Schumann e la crema pasticciera

Succede di avere prevenzioni irrazionali verso cose che, appena le si prova (ascolta, assaggia, compie) si rivelano meno sgradevoli del previsto, e magari anche piacevoli.
A me succede, per esempio, con la crema pasticciera. Sono convinto che non mi piaccia: se c'è da scegliere tra vari cornetti (cioè brioche, per voi lassù a nord), prendo quello con la crema solo se sono finiti quelli con la nutella, la marmellata, semplici, integrali, sperimentali. Ma quando poi mangio quello con la crema, mi rendo conto e mi ricordo immediatamente che mi piace. E parlo del generico cornetto del bar, neppure di qualche crema mirabolante elaborata con amore materno dai migliori pasticcieri di Parigi.
Ho qualche remoto trauma infantile legato alla crema? Ne ho mangiata di cattiva qualità, o andata a male, da piccolo e me la sono inconsciamente legata al dito?
Qualcosa di simile mi succede con certi compositori, tra cui Schumann. Nonostante lo conosca discretamente, se ci penso distrattamente, con la coda della mente, mi evoca un'idea (sbagliatissima) di melenso, di sdolcinato, di romantico nel senso erroneo in cui viene spesso usato. E poi lo sento e mi si rinnova l'amore per la sua musica: non mi stancherei di sentire il concerto per pianoforte in la minore, per esempio, colpevole anche un CD che sentivo spesso, in cui era accoppiato alla sinfonia concertante per violino e viola di Mozart, diretti entrambi da Muti.
Che vuole dire tutto ciò? Niente, mi era capitato di pensarlo, e di chiedermi se entra in gioco un meccanismo simile a quello per cui vorremmo rifuggire da certi impegni o incontri, ma quando poi finalmente li affrontiamo ci rendiamo conto che non avevano niente di così spaventoso e temibile.

Proemio

Questo è il primo messaggio di questo blog. Questo e i prossimi saranno per lo più messaggi di prova, destinati inizialmente ad amici intimi, che conoscono e tollerano me e le mie idiosincrasie.

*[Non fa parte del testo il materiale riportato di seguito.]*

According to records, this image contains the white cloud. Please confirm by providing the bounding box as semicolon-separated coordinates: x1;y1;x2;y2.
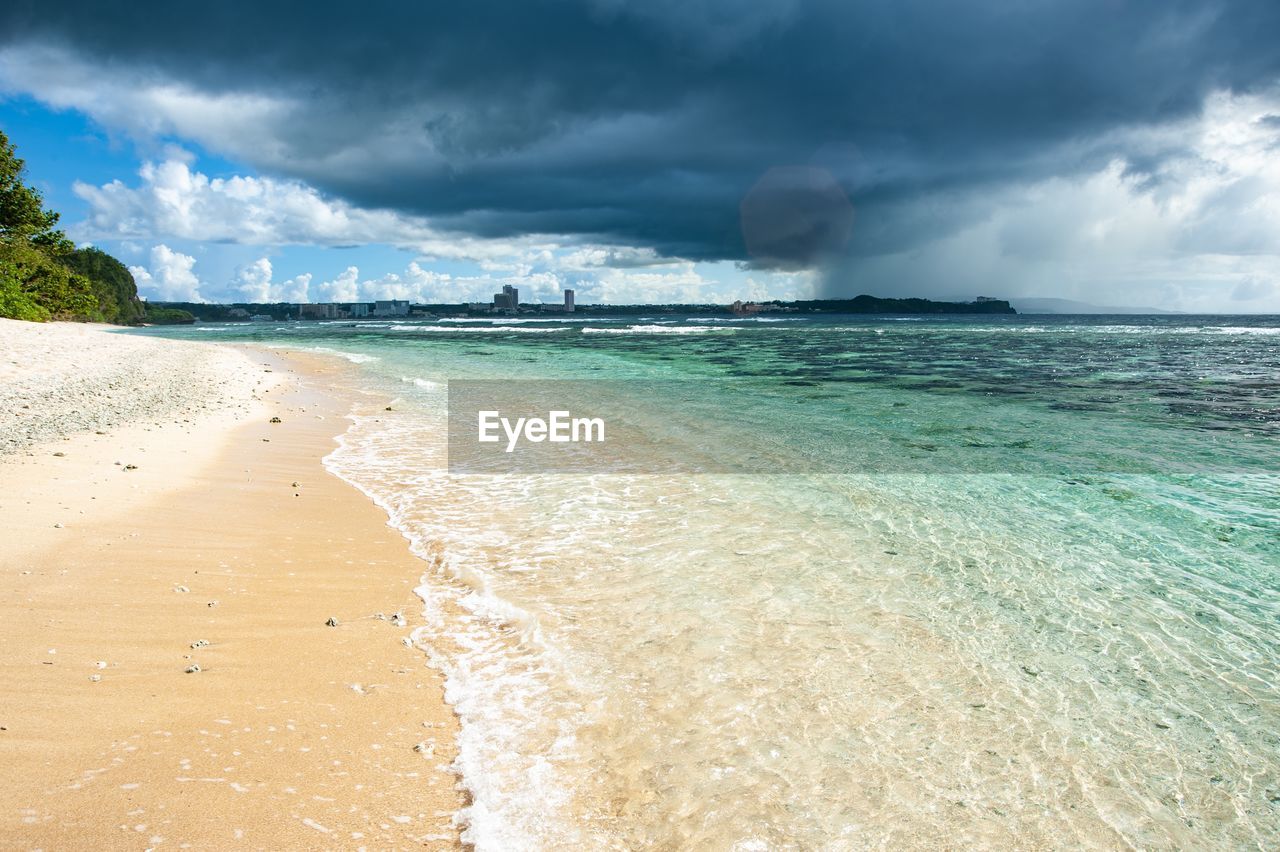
316;266;361;303
235;257;311;303
76;159;431;247
128;245;207;302
69;156;580;270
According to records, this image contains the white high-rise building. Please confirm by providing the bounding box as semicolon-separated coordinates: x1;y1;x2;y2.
564;289;575;312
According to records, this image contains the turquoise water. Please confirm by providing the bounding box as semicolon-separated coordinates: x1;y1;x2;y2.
138;315;1280;849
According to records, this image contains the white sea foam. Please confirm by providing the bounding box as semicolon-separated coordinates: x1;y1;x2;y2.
437;317;626;324
582;324;733;335
389;325;565;334
272;344;382;363
400;376;445;390
683;316;804;323
322;412;590;848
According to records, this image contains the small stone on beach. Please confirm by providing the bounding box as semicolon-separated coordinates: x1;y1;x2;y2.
185;664;201;674
269;416;282;423
325;617;339;627
190;640;209;649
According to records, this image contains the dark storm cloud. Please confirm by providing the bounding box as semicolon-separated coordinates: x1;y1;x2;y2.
2;0;1279;267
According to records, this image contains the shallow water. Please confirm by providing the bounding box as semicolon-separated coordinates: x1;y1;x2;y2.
140;315;1280;849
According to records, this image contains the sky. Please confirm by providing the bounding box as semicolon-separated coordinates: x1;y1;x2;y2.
1;0;1279;311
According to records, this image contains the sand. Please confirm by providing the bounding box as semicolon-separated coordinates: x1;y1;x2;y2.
0;320;463;849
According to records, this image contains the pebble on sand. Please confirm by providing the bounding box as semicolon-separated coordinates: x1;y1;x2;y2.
325;617;339;627
269;416;282;423
185;664;201;674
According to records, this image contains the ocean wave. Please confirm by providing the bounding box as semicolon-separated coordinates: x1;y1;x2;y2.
399;375;445;390
582;324;734;335
322;414;585;848
389;325;565;334
282;345;382;363
437;316;626;324
683;316;803;323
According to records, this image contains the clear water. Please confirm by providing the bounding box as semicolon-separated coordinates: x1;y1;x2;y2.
136;315;1280;849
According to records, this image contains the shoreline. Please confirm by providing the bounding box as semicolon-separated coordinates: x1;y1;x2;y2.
0;322;463;848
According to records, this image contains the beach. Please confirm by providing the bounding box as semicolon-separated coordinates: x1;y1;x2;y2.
125;314;1279;849
0;320;462;849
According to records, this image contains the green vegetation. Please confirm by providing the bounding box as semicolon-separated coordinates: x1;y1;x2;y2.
62;246;146;323
0;129;145;324
0;237;97;321
141;306;195;324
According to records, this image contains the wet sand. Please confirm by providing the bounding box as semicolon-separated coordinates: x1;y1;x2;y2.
0;321;463;848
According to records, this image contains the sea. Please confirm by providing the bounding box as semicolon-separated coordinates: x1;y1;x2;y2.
135;314;1280;849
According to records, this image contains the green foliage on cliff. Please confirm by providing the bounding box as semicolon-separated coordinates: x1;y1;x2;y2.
142;306;196;324
0;129;142;324
63;246;146;323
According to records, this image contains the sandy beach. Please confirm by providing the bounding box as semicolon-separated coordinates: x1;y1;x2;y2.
0;320;462;849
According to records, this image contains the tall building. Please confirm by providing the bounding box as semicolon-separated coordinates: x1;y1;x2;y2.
299;303;336;319
372;300;410;317
493;284;519;310
564;289;575;312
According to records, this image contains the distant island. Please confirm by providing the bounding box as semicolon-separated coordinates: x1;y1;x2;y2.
148;294;1016;323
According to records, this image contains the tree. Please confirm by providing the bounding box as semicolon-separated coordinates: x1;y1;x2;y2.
0;129;72;253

Per loro, e in futuro per eventuali altri lettori, ricordo che l'Accademia de' Pignuoli da vari anni svolge un'attività intensa, anche se misconosciuta, a favore di minuzie, pignolerie e pedanterie, in campo linguistico, informatico, geografico e così via. I vari membri-ombra tendono a essere specializzati in uno o più di questi campi. I loro amici e parenti, e soprattutto quelli di chi scrive, usufruiscono gratuitamente di consulenze, richieste e no, quando si tratta della corretta ortografia di una parola, di un dettaglio storico o geografico, di azioni che migliorano il mondo a partire dai dettagli meno essenziali. Nulla è troppo marginale per l'AdP!

Nota tecnica: per ora questo blog è riservato ad alcuni amici che ho invitato personalmente. Poi, se sarà il caso, lo aprirò a tutti (non che mi venga in mente perché qualche estraneo possa voler leggere queste note). Mi accingo ora (18 settembre 2007) ad aprire il blog a tutti.